Dikkate değer olan, geçen yıl Çin'in Kuzey Myanmar bölgesinde büyük ölçekli bir müdahale gerçekleştirmesine rağmen, Güneydoğu Asya'daki telekom dolandırıcılığı faaliyetlerinin tamamen ortadan kaldırılmamış olmasıdır. Aksine, bu suç grupları Myanmar'ın doğusu, Kamboçya ve Filipinler gibi bölgelere kaydırılmış ve ölçeklerini genişletmeye devam etmiştir. Özellikle Myanmar'ın doğusundaki Myawaddy, Kamboçya'nın Phnom Penh ve Sihanoukville gibi yerlerde dolandırıcılık, kara para aklama ve çevrimiçi kumar dahil olmak üzere tam bir gri sanayi zinciri oluşmuştur. Daha da endişe verici olan, bazı yerel politik iş insanı güçlerin arka planda koruma sağlıyor olabileceğidir.
Amerika, uydu gözetimi ile Kamboçya'daki bazı dolandırıcılık parklarının ölçeğinin hızla genişlediğini ve durumun endişe verici olduğunu keşfetti. Güneydoğu Asya telekom dolandırıcılığı endüstrisinin yıllık gelirinin 50 milyar dolardan fazla olduğu tahmin ediliyor ve bunun yaklaşık üçte biri Amerika'daki mağdurlardan geliyor. Bu durum Amerika'yı bu dolandırıcılık gruplarının en büyük 'müşteri'si haline getiriyor.

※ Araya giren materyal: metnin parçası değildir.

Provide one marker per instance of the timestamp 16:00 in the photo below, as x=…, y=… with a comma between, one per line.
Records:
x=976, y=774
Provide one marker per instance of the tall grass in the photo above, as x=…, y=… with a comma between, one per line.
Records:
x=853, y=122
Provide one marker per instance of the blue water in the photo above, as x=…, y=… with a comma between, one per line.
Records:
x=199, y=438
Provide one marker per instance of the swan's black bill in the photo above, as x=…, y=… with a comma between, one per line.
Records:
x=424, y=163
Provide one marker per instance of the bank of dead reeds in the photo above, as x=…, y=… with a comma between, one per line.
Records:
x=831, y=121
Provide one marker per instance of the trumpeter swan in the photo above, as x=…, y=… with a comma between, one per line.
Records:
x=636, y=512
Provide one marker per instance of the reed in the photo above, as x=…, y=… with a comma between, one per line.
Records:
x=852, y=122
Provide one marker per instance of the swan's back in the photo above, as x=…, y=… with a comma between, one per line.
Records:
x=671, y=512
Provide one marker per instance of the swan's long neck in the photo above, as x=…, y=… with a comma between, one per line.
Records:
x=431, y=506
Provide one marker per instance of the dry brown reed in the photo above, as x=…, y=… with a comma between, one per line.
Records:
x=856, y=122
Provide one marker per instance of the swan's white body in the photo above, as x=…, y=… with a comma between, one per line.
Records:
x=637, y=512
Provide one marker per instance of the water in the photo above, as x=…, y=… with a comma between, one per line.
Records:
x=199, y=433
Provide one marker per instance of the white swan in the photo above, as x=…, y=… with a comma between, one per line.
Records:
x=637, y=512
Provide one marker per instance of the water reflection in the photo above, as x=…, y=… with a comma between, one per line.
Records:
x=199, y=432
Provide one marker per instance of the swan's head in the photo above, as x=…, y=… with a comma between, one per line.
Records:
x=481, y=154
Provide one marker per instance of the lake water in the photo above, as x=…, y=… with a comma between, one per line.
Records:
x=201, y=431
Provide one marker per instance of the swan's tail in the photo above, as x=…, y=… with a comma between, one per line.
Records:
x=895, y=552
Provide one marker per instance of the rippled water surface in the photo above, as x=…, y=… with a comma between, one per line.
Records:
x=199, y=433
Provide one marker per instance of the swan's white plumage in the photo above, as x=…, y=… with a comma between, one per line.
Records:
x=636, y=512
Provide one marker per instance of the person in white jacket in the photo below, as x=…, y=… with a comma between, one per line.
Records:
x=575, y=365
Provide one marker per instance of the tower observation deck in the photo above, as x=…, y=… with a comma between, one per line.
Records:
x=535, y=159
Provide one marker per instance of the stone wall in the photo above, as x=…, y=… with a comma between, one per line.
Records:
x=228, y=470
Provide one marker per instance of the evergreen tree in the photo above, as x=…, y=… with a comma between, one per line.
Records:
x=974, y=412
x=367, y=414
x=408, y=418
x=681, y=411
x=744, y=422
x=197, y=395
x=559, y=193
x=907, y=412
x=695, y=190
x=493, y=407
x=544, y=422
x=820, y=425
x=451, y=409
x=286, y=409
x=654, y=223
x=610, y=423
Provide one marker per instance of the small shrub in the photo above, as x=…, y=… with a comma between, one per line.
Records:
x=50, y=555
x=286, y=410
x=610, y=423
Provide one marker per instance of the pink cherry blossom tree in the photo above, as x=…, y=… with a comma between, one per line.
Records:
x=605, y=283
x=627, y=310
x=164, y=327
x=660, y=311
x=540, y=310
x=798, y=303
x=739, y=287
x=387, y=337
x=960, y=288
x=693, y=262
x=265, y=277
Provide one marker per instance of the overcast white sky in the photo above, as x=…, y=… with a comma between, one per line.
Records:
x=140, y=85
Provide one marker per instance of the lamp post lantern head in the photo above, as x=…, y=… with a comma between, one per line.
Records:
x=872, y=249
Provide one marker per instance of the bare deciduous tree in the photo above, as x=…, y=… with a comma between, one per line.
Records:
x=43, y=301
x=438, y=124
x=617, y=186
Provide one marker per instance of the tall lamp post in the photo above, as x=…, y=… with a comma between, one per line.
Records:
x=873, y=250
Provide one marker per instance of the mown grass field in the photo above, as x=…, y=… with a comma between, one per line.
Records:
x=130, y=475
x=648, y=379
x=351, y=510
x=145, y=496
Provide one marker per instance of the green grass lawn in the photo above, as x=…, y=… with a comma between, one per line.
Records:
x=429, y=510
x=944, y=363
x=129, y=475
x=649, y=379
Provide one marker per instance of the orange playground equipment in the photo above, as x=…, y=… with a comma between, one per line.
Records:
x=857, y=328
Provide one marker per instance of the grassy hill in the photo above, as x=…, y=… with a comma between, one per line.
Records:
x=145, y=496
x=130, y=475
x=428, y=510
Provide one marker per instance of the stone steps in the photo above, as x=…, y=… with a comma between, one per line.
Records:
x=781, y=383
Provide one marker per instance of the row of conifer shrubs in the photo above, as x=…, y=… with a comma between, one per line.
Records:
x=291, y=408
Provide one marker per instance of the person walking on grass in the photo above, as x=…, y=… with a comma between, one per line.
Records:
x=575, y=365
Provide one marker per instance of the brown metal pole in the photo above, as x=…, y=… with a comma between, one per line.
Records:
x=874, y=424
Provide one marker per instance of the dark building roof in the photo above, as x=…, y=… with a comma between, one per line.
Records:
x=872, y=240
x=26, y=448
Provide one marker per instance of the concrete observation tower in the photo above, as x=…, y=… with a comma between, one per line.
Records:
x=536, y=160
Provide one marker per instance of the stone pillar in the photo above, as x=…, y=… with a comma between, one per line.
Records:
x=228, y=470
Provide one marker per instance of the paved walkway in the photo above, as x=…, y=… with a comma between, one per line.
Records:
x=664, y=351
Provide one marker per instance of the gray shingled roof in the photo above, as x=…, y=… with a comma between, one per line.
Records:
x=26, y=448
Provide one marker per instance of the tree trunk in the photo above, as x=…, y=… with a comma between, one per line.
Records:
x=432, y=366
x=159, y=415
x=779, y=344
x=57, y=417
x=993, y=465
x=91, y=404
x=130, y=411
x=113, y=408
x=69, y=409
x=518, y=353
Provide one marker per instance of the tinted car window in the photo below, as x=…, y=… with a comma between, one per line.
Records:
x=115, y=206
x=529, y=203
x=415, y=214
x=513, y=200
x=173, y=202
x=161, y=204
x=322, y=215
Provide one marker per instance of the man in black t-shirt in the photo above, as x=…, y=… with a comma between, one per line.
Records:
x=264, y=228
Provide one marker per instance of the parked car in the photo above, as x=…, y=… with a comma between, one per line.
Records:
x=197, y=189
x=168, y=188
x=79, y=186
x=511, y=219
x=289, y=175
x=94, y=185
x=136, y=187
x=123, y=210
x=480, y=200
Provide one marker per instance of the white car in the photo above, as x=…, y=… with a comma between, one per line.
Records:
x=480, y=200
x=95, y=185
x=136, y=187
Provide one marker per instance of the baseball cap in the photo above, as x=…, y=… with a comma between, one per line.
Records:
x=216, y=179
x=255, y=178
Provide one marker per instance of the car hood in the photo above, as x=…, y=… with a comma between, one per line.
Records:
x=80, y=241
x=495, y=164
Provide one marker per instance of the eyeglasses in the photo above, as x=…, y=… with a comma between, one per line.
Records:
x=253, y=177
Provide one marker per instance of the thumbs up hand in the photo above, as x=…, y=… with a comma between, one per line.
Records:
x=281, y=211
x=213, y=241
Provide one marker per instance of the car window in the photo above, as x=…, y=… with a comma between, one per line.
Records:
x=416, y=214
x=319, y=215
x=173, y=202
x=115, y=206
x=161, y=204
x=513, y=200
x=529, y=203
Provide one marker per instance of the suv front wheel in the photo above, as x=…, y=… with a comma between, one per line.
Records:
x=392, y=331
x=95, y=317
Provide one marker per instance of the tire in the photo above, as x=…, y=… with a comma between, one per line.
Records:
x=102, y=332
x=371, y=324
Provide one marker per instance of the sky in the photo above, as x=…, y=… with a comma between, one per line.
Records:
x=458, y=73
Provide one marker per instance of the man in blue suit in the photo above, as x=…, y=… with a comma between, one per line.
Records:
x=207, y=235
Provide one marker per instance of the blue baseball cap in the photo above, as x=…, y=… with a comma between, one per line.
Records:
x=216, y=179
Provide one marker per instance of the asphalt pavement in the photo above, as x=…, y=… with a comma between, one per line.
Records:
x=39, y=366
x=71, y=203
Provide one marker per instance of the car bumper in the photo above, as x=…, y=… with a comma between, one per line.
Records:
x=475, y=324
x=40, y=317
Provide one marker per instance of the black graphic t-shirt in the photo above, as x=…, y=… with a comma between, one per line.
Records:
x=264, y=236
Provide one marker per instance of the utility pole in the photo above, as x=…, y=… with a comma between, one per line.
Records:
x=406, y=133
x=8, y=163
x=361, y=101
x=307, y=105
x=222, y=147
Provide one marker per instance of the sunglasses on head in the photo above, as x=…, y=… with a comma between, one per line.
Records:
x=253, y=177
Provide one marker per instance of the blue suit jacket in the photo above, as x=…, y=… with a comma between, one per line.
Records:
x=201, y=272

Güneydoğu Asya bölgesinin yanı sıra, Hindistan'dan gelen dolandırıcılık çeteleri de Amerika Birleşik Devletleri halkını hedef alarak ekonomisine olan kayıpları daha da artırıyor. Bu kadar ciddi bir durumla karşı karşıya kalan ABD hükümetinin bu eylemi, uluslararası telekomünikasyon dolandırıcılığına karşı mücadelesindeki kararlılığını gösteriyor ve bu sorunun küresel ve karmaşık doğasını vurguluyor. Gelecekte, uluslararası toplumun bu tür uluslararası suç faaliyetlerinin yayılmasını etkili bir şekilde durdurabilmesi için daha yakın bir işbirliğine ihtiyaç duyabileceği öngörülüyor.